Input: arr1=[1,5,3,6,7], arr2=[1,3,2,4] → Output: 1
Input: arr1=[1,5,3,6,7], arr2=[4,3,1] → Output: 2
Input: arr1=[1,5,3,6,7], arr2=[1,6,3,3] → Output: -1
DP with sorted arr2. dp[v] = min ops to make arr1[0..i] valid with arr1[i]=v. Use TreeMap for state transitions.
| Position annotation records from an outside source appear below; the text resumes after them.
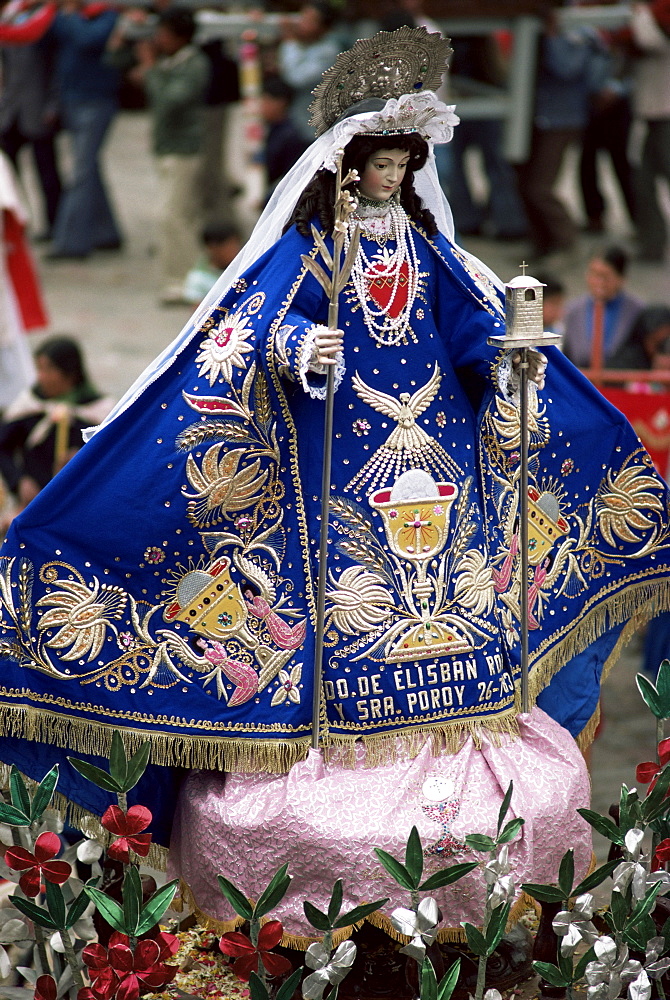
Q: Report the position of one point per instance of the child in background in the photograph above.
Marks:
(222, 243)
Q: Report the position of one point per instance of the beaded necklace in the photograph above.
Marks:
(381, 221)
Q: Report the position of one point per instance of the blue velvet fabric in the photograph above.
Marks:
(164, 583)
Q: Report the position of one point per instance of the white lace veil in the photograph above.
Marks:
(285, 197)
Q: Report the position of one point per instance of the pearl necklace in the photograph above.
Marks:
(385, 329)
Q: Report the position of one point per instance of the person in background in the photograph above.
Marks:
(88, 96)
(222, 243)
(648, 345)
(41, 429)
(284, 144)
(607, 306)
(572, 67)
(222, 92)
(175, 75)
(553, 302)
(650, 28)
(308, 48)
(29, 106)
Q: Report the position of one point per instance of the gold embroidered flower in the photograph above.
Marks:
(474, 583)
(359, 601)
(219, 487)
(621, 501)
(288, 686)
(224, 347)
(82, 615)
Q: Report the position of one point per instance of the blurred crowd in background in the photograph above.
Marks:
(69, 66)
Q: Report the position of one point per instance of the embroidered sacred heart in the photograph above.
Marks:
(380, 288)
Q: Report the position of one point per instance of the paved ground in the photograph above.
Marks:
(110, 304)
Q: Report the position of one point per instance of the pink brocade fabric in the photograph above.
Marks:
(325, 820)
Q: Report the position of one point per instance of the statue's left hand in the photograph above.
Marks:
(537, 366)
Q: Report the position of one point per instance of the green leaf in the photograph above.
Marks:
(596, 877)
(663, 686)
(566, 873)
(56, 904)
(448, 981)
(448, 875)
(156, 906)
(335, 904)
(33, 912)
(543, 893)
(550, 973)
(580, 968)
(237, 899)
(644, 906)
(480, 842)
(77, 906)
(43, 794)
(504, 806)
(107, 907)
(257, 988)
(510, 831)
(414, 858)
(316, 917)
(476, 940)
(137, 765)
(496, 927)
(132, 897)
(655, 805)
(396, 870)
(287, 989)
(649, 695)
(95, 775)
(19, 792)
(358, 913)
(565, 965)
(118, 763)
(274, 892)
(428, 981)
(12, 816)
(602, 825)
(642, 932)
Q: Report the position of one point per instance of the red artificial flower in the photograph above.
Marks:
(128, 829)
(661, 855)
(247, 957)
(39, 864)
(45, 988)
(649, 770)
(119, 972)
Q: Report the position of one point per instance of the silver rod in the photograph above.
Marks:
(523, 526)
(323, 555)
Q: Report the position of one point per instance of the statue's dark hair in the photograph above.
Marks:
(318, 197)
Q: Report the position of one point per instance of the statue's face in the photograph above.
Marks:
(383, 173)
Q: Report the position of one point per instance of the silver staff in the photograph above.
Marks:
(524, 329)
(332, 285)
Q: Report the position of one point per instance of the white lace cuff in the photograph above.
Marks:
(509, 379)
(308, 366)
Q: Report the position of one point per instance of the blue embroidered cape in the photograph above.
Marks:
(164, 583)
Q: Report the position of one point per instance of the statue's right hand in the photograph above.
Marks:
(327, 345)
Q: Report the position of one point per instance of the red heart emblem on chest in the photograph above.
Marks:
(380, 288)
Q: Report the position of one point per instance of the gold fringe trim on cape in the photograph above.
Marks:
(449, 737)
(84, 821)
(638, 605)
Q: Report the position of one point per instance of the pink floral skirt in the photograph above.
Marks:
(325, 820)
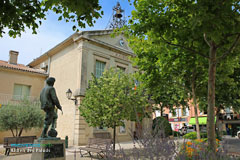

- Sort and deduplicate arr2
- dp is TreeMap: previous last value -> ops count
- For each arr1[i]: try keeping arr1[i] (if > prev) and replacing with each valid arr2 element
- Track new states in next dp
- Return minimum ops or -1 if empty
public int makeArrayIncreasing(int[] arr1, int[] arr2) {
Arrays.sort(arr2);
TreeMap<Integer, Integer> dp = new TreeMap<>();
dp.put(-1, 0);
for (int a : arr1) {
TreeMap<Integer, Integer> next = new TreeMap<>();
// Keep arr1[i] if possible
Map.Entry<Integer, Integer> lo = dp.lowerKey(a) != null ? dp.floorEntry(a-1) : null;
if (lo != null) next.merge(a, lo.getValue(), Math::min);
// Replace arr1[i] with something from arr2
for (Map.Entry<Integer, Integer> e : dp.entrySet()) {
int idx = Arrays.binarySearch(arr2, e.getKey() + 1);
if (idx < 0) idx = -idx - 1;
if (idx < arr2.length)
next.merge(arr2[idx], e.getValue() + 1, Math::min);
}
if (next.isEmpty()) return -1;
dp = next;
}
return Collections.min(dp.values());
}
- Time Complexity: O(n*m*log m)
- Space Complexity: O(m)